Question: Calculating FST from Transcriptomic Sequence Data stored in a VCF
2.6 years ago by
mek36210 wrote:

Hi all,

I am working with de novo - assembled transcriptomes, and would like to estimate a suite of neutrality and F stats for each locus (i.e. contig) using sequence variation (as opposed to SNPs). So far, I have used the R package PopGenome to estimate single-population and pairwise FST, as well as some neutrality stats. PopGenome gives results for this by contig, but after looking at FST code on the PopGenome github repo, this value appears to be SNP FST pooled across each contig, rather than FST estimated from contig sequences (though I am not completely sure about this). With the haplotype FST method, each population for a region is assigned an identical FST estimate.

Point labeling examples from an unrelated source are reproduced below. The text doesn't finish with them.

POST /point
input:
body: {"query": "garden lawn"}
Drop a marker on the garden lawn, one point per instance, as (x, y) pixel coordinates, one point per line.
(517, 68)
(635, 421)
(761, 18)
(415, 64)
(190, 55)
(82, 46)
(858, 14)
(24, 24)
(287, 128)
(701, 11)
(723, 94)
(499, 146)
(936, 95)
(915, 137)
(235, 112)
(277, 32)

Does anybody know of a package that would allow for FST calculation using sequence data? Preferably, a distance-based hierarchical approach like AMOVA.

I have considered HierFstat, but am not able to find a file converter capable of parsing the 2 GB VCF (uncompressed) that my data are stored in. Interested in hearing about other possibilities before taking the time to write my own.

mek362 I've implemented weir and cockerham's 1984 Fst in VCFLIB. It will work directly from a vcf. There are several downstream tools in VCFLIB for smoothing and doing permutations. The program is called wcFst.